Korean scientists have developed eco-friendly paper straws that are 100 per cent biodegradable, perform better than conventional paper straws, and can be easily mass-produced.
These paper straws can gradually become a substitute for plastic paper. Also, the paper straws that are currently available in the market are not entirely made of paper.
Straws made with 100 per cent paper become too soggy when they come in contact with liquids and cannot function as straws.
Accordingly, their surfaces have to be coated, according to a researched article published in the journal Advanced Science.
Scientists have found that these eco-friendly paper straws maintain their physical integrity in both cold drinks and hot drinks.
They also found that the straws did not become soggy when used to stir various beverages such as water, tea, carbonated drinks, milk, and other drinks containing lipids, or upon prolonged contact with liquids.
Scientists were from the Korea Research Institute of Chemical Technologysynthesised.

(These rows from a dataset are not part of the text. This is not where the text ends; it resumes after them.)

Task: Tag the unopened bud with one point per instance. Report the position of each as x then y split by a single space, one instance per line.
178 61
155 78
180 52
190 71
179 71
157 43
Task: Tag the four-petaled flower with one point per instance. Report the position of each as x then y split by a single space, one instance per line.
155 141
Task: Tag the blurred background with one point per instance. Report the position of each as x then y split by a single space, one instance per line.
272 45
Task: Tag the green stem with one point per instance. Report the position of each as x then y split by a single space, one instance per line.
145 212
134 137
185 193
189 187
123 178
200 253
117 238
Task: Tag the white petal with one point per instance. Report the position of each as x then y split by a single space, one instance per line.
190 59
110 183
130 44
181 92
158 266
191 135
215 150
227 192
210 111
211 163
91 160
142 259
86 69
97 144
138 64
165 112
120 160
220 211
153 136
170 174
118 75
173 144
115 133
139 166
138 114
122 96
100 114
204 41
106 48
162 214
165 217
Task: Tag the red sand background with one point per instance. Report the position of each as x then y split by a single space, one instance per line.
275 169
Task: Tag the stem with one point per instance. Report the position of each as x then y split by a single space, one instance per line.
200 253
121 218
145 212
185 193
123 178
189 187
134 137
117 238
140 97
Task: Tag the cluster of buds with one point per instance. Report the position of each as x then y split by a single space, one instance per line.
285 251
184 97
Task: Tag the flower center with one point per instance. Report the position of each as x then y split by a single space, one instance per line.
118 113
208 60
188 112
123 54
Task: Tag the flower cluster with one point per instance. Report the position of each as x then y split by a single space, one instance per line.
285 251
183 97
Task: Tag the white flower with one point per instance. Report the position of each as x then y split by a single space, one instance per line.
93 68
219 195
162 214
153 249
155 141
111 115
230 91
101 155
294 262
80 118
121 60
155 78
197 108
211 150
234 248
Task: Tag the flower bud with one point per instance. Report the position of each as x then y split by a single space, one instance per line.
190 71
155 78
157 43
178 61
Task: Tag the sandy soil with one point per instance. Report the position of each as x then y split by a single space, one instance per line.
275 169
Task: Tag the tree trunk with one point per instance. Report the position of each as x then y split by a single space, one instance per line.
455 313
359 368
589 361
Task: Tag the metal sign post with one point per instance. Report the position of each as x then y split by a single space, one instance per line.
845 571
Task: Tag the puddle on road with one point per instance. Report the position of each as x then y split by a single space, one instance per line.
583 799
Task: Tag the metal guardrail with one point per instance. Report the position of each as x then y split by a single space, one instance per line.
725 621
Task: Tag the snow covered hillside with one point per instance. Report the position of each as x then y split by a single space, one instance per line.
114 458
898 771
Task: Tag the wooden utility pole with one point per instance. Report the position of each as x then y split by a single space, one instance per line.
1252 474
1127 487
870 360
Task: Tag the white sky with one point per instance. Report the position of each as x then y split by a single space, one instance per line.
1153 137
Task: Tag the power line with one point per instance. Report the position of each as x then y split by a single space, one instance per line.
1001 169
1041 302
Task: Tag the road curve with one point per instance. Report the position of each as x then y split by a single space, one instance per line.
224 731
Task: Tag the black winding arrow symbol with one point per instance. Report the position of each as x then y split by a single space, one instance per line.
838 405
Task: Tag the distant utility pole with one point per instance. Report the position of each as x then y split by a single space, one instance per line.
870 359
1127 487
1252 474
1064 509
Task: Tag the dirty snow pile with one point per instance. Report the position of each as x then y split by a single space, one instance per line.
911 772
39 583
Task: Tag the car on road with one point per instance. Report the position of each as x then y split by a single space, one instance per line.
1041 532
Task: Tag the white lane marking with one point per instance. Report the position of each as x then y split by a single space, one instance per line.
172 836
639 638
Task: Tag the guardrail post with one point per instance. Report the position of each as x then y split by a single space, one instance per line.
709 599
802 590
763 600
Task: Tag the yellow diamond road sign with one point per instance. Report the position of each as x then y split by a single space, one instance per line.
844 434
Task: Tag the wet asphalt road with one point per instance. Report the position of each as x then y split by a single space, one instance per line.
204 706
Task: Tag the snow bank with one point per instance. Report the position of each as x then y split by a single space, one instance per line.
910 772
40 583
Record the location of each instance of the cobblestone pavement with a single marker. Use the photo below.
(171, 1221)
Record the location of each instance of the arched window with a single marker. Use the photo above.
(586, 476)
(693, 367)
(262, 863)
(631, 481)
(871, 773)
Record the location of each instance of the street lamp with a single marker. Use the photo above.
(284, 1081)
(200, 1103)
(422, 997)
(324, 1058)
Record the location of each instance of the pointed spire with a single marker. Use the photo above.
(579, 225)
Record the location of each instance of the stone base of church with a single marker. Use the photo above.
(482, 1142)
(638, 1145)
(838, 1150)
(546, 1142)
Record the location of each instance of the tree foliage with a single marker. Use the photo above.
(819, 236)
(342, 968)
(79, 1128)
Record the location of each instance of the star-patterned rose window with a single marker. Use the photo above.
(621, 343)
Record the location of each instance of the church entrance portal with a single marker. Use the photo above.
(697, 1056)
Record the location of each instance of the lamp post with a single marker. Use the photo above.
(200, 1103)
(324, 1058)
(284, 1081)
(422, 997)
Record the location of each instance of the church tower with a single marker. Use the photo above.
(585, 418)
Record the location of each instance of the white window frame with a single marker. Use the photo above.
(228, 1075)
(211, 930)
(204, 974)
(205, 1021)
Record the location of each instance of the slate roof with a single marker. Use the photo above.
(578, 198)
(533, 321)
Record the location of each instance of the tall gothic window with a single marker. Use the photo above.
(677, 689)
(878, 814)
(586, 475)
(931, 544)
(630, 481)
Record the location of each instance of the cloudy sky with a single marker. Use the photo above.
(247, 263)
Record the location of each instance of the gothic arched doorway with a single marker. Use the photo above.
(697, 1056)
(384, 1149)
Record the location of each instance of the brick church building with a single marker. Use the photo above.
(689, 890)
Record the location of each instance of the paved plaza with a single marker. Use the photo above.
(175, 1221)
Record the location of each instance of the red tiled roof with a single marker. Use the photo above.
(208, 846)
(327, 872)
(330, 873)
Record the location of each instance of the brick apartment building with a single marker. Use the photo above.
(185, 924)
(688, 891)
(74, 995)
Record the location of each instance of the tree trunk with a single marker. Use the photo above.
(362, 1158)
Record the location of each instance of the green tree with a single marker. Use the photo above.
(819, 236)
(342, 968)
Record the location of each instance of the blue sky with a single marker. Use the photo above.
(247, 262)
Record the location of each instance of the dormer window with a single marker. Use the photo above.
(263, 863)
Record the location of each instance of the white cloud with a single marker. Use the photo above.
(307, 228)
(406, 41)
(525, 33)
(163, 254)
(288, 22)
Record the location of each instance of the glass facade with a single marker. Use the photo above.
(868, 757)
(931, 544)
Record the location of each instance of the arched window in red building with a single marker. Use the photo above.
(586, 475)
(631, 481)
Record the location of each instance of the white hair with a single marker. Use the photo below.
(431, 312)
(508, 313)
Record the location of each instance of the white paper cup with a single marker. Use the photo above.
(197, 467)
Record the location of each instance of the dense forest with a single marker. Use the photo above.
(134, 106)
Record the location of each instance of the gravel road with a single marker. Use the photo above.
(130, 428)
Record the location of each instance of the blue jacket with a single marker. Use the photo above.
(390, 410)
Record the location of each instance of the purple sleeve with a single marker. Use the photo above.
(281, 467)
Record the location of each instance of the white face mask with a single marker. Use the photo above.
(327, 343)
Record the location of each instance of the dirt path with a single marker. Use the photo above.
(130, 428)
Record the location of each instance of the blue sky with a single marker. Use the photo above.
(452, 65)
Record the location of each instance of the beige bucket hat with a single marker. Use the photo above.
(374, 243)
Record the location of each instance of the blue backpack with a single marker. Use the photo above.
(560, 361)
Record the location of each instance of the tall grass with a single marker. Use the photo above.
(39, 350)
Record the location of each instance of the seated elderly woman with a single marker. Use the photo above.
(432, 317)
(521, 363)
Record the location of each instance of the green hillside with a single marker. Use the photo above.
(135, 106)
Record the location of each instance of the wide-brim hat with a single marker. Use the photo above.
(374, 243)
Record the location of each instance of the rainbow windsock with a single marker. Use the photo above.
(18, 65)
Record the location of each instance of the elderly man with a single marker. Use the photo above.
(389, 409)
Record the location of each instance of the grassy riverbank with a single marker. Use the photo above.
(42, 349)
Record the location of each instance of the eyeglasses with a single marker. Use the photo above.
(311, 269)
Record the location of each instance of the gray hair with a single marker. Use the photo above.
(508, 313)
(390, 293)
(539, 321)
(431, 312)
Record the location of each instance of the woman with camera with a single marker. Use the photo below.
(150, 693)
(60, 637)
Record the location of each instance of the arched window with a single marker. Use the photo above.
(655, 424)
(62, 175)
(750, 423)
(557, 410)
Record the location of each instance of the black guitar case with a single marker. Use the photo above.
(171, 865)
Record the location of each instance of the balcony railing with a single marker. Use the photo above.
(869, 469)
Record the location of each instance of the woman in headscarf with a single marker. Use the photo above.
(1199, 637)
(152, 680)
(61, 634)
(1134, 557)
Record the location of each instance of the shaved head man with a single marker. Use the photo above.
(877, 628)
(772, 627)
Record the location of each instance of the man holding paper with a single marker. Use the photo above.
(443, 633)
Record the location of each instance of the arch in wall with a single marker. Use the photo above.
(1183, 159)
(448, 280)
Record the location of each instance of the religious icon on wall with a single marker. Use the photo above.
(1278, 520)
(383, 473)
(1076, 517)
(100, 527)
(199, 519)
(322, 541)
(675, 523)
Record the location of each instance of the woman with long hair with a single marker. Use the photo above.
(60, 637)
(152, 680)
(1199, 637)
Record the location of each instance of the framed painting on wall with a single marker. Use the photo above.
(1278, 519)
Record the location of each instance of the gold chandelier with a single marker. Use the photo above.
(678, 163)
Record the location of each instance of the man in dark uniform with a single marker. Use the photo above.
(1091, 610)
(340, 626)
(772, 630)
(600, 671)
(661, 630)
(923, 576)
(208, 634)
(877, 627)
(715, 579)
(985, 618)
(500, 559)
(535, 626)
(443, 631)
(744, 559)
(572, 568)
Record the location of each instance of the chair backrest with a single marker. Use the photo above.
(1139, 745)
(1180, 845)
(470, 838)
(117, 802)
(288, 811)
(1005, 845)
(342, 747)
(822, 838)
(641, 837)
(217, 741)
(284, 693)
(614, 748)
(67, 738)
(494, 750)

They were being praised for coming up with a well-known biodegradable plastic, polybutylene succinate (PBS), by adding a small number of cellulose nanocrystals to create a coating material.
The added cellulose nanocrystals are the same material as the main component of paper, and this allows the biodegradable plastic to firmly attach to the paper surface during the coating process.
The new paper straws do not become soggy easily or cause bubble formation in carbonated drinks because the coating material uniformly and strongly covers the surface of the straws, the researchers said.